For the first 12 or so years of my life, my family trekked from Houston (and later Fort Smith, Arkansas) to Hot Springs, Arkansas, for vacation. We stayed at Buena Vista Resort, a throwback to the 1940s when this lakeside oasis drew people from all the neighboring states. Even in the ’80s, the place was booked in the summer, and we’d often see the same people year after year.

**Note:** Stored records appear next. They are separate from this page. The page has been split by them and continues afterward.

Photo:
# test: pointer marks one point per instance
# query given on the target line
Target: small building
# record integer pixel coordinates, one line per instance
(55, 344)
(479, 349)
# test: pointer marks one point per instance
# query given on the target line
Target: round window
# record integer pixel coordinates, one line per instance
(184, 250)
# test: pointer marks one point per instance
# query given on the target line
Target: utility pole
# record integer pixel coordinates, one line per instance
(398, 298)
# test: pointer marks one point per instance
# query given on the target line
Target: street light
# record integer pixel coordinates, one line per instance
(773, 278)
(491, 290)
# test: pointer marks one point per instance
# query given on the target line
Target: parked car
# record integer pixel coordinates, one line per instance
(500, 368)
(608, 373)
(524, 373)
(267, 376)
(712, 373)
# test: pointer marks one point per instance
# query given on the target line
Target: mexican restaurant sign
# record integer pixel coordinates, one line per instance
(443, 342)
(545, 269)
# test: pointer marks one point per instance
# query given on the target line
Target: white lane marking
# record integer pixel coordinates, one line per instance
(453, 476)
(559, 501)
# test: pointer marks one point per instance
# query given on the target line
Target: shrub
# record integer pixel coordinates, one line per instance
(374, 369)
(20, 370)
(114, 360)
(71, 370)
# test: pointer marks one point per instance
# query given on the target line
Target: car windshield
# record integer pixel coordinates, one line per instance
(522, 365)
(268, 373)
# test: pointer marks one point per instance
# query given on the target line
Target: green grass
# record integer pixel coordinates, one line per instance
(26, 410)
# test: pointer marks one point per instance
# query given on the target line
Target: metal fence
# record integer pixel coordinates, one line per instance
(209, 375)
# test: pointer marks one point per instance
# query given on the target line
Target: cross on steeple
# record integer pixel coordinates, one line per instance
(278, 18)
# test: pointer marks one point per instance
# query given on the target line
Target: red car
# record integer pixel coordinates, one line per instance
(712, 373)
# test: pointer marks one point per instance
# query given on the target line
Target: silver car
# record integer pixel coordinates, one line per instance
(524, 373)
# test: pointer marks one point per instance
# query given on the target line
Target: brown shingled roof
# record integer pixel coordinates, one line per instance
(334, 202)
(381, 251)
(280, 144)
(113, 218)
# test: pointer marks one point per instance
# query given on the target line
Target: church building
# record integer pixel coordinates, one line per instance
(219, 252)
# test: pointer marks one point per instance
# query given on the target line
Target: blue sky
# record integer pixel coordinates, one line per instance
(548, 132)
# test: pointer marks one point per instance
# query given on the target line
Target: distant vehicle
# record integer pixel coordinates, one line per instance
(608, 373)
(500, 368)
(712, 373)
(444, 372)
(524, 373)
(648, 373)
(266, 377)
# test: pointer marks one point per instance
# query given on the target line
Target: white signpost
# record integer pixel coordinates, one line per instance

I made friends with the resort manager’s daughter, Wendy, and every summer I’d run up to her house, and then we’d explore the property, playing mini golf and rolling down what I now see is a dangerously steep hill next to the lake. We explored every inch of the property; it was our magical paradise.
The Connection Continued
When my family finally moved to Hot Springs (a longtime goal for my parents), we bought a house down the road from Buena Vista. We couldn’t let the tie go, it seemed. One summer when I was maybe 14, my mom worked in the convenience store attached to the resort game room. It was there I had my first close encounter of a “boy” kind: I played ping pong with an older boy who was staying there with his family, my mother looking on as a chaperone.
My brother would bring his young family to Buena Vista for holidays, joined by aunts and uncles from Louisiana and Texas, and we’d all gather at the barbecue pit or hang out on the spacious porch of the rooms we rented. My memories of this place have always been sepia-toned and lovely.
Reuniting with the Memory
Sometime in the past 20 years or so, Buena Vista was turned into condos. I don’t think it could have survived as an old-school resort in this era of modern conveniences. So people — many locals — started buying up the rooms and converting them into condos. More were built. Over the years, I’ve driven down to keep tabs on the place, but hadn’t spent any significant time there.
This summer, I decided to amend that long separation. I reserved a two-bedroom condo, anticipating that my son, brother, niece, and nephew could all pile in for some nostalgic fun. As soon as I arrived, my body took over. It knew the curves of the road and where to go. I could feel the exact angle I’d have to lean back if I headed down the hill toward the lake.
Everything was mostly the way it’d been nearly 30 years ago, though the game room and convenience store had been replaced by a community room. The tiny room where my dad would clean the tiny bream my mom caught was now a bathroom. The shuffleboard court was painted over. The mini golf and volleyball court were gone. The slide and diving board disappeared (and, my brother Paul swears, the pool got more shallow). But the cabins stood, identical to how they’d always looked. Sure, they had some younger siblings built in recent years, but the place was the same.
I walked around, feeling ghosts of my younger self. There’s Susan and Wendy rolling down the hills like maniacs, trying not to fall in the lake. There’s Susan, tiptoeing onto the boathouse, a little afraid of the rocking motion. There’s Susan feeding the ducks, feeling a thrill when tiny duck teeth nibble the bread from her hand.
The first night, I went nightswimming with my family, a pleasure I don’t experience nearly enough. I lay back in the water and gazed up at the abundant moon, and felt at peace. Sometimes there are places that feel like home. Saorge, France is one for me. Buena Vista is another.
When the rest of the family joined us the next day, we shared old stories and laughs about the place. I was filled with such joy and fulfillment, reliving such happy memories with the people I love, as well as introducing the next generation to the place (not that they looked up from their phones to care).